Vulnerability #2: Ray on Vertex AI – Viewer to Root
The Ray on Vertex AI feature allows ML engineers to leverage GCP’s infrastructure together with the Ray library, which aids in developing scalable AI workloads.
While analyzing this feature, we found that when a Ray cluster is deployed, the “Custom Code Service Agent” is automatically attached to the cluster’s head node.
To our surprise, we discovered that an attacker with control over an identity that has the aiplatform.persistentResources.list and aiplatform.persistentResources.get in an environment in which a “Ray on Vertex AI” cluster exists can connect to the head node via the GCP UI and get root access to the node.
The attacker can then use the metadata service to retrieve the access token for the service agent and use its privileges in the project.
These privileges are also included in the default “Vertex AI Viewer” role.
The Escalation Path
An attacker requires only an identity with aiplatform.persistentResources.list and aiplatform.persistentResources.get permissions. These are standard permissions found in the read-only Vertex AI Viewer role.

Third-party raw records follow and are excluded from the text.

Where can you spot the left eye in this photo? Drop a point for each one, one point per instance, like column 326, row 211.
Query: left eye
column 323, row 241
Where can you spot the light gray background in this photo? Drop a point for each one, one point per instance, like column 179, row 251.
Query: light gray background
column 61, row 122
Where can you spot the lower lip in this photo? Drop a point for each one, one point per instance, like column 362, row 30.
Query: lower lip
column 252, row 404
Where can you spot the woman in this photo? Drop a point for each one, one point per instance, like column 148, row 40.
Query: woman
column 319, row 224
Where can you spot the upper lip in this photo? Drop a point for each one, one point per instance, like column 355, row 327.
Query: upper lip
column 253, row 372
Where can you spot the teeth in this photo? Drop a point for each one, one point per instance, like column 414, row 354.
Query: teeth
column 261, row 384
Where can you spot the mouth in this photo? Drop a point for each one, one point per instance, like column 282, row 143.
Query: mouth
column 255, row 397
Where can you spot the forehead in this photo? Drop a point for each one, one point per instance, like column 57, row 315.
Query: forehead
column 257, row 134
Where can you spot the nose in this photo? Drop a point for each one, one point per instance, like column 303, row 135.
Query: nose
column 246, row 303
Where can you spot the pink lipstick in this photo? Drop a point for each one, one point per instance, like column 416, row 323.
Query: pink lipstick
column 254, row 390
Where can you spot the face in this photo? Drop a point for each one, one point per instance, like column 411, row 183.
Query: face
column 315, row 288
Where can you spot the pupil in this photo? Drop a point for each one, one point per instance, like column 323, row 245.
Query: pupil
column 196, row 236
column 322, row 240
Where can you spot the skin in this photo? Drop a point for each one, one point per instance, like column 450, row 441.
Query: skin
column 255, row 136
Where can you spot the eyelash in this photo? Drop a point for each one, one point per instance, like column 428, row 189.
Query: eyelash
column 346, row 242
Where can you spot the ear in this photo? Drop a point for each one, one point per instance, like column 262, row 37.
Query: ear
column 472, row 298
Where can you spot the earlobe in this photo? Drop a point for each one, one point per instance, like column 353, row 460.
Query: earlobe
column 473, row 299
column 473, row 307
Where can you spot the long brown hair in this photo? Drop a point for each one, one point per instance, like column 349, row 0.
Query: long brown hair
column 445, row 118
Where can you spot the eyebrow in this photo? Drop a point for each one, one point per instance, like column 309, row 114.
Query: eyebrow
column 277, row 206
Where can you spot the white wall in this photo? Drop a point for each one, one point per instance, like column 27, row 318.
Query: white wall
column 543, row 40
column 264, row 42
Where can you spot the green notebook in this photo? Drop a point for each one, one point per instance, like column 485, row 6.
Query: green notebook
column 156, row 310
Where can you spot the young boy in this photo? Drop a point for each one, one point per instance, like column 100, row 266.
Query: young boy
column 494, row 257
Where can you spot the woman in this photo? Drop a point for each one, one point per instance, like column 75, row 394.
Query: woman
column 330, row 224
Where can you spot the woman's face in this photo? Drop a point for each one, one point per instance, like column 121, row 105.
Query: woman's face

- Gaining root: The attacker navigates to the cluster in the GCP Console. Despite having only “Viewer” permissions, the interface exposes a “Head node interactive shell” link. Clicking this grants an interactive shell on the head node with root privileges.
- Token extraction: With root access, the attacker queries the metadata service to retrieve the access token for the Custom Code Service Agent.
Technical Impact
The Custom Code Service Agent role has extensive permissions, including iam.serviceAccounts.signBlob and iam.serviceAccounts.getAccessToken. However, our testing confirmed that the extracted token has a limited scope, meaning IAM operations are blocked.
Critically, the token does possess the following scopes:
- https://www.googleapis.com/auth/devstorage.full_control
- https://www.googleapis.com/auth/bigquery
- https://www.googleapis.com/auth/pubsub
- https://www.googleapis.com/auth/cloud-platform.read-only
This allows a “Viewer” to read and write to various services, including storage buckets, logs, and BigQuery resources.
Securing Your Agents
While Google has forwarded this report to their product team to determine if a fix is required, the current “working as intended” status means there is no guarantee of an immediate patch. Until a change is made, it is up to engineering and security teams to ensure such “double agents” are not created within their projects.
To mitigate these risks:
- For Ray on Vertex AI: Audit identities with the “Viewer” role. Restrict aiplatform.persistentResources permissions to only those requiring compute access.
- For the Agent Engine: Tightly restrict the aiplatform.reasoningEngines.update permission to prevent unauthorized code injection.
- Monitoring: Leverage the monitoring capabilities provided by the Agent Engine Threat Detection feature.